Disclosure Policy

1. Basic Disclosure Policy

The Valuence Group recognizes that fair and impartial information disclosure to our shareholders and other stakeholders, as well as ongoing dialogues, are essential in achieving sustainable growth and raising corporate value over the medium and long term.
Therefore, along with disclosures of information in accordance with the Financial Instruments and Exchange Act, other relevant laws and regulations, and the timely disclosure of information based on regulations established by the stock exchanges on which our company is listed, we also strive to make prompt and impartial voluntary disclosures of other information we believe necessary to investment decisions on the part of shareholders and investors.

2. Information Disclosure Methods

  1. Timely Information Disclosure
    Certain important information related to company operations, management, financial results, etc., must be disclosed according to the timely disclosure rules stipulated by financial instruments exchanges, as this information has a significant impact on securities investment decisions (e.g., information regarding decisions made by a publicly traded company and subsidiaries, information regarding factual events, information regarding financial results, etc.).
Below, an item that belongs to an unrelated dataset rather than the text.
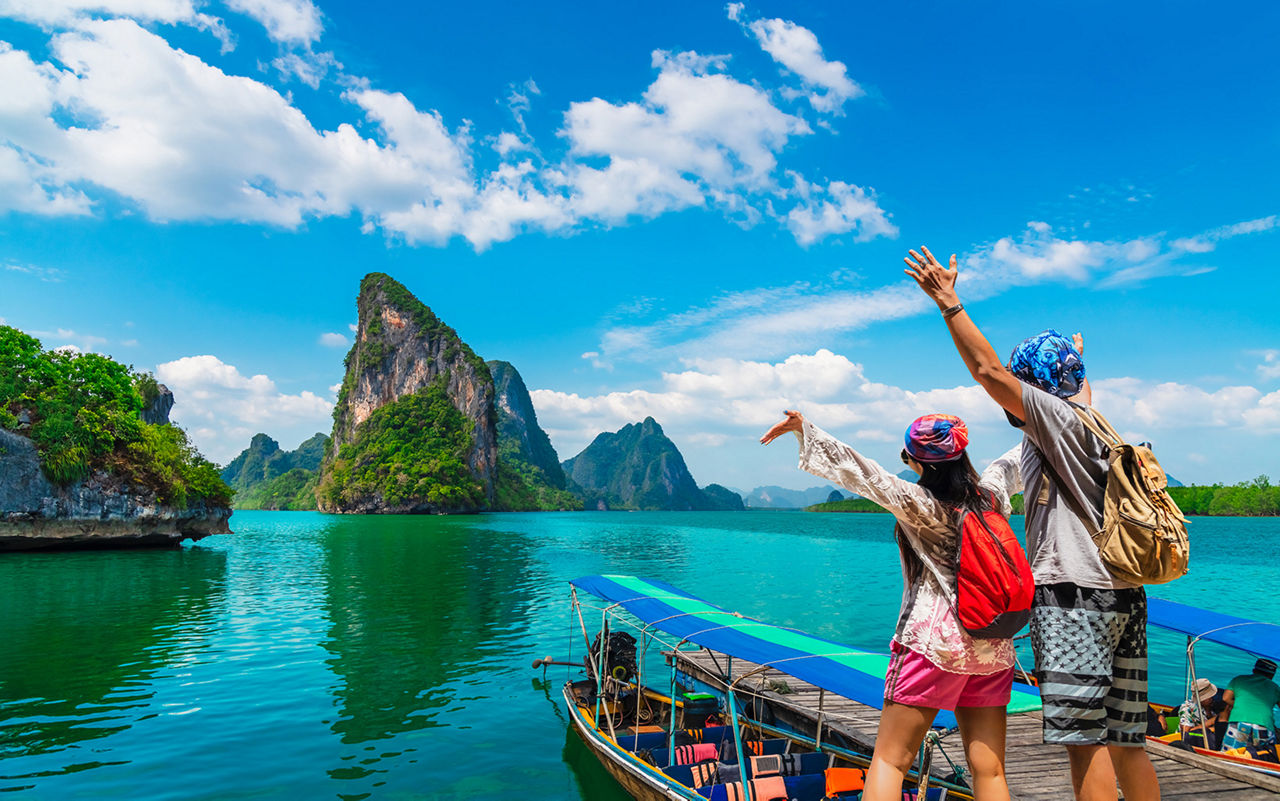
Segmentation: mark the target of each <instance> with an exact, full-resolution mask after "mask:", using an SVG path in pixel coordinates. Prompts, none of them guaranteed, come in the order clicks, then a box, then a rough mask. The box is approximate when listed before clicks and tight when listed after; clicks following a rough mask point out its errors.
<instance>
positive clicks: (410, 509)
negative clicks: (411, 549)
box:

We carry out disclosure procedures for this information in accordance with the rules stipulated by the finance instruments exchanges. As necessary, we also publish information on our corporate website and through external media channels.
  2. Material Information Subject to Fair Disclosure Rules
    Material information defined under Article 27-36 of the Financial Instruments and Exchange Act (undisclosed material information about the operations, business, or assets of the listed company, etc. which has a material influence on investors’ investment decisions) may be communicated to certain business partners. In this case, the company will provide public disclosure in accordance with the Fair Disclosure Rules (Article 27-36 of the Financial Instruments and Exchange Act and Cabinet Office Orders on Disclosure of Material Information).
  3. Statutory Information Disclosure
    Material information that is required to be disclosed by the Financial Instruments and Exchange Act will be disclosed in accordance with relevant laws and regulations.

3. Prevention of Insider Trading

We engage in the appropriate management of material information to prevent insider trading. To this end, we have established Insider Trading Regulations and strive to ensure all employees are familiar with these regulations.

4. Earnings Forecasts and Forward-Looking Information

The business earnings forecasts, strategies, policies, and goals disclosed by the company which are not historical facts are forward-looking forecasts determined by the company based on information available at the time they were prepared. Due to numerous factors, actual performance may differ significantly from forward-looking forecasts.

5. Quiet Period

To prevent leaks of important information and ensure the fairness of the disclosure of information, the company specifies thirty days until the release of financial results as a quiet period. We will answer no questions and make no remarks regarding the results of operations during this period, except in the case where there emerge future-related information and the material fact that would influence investment decisions considerably.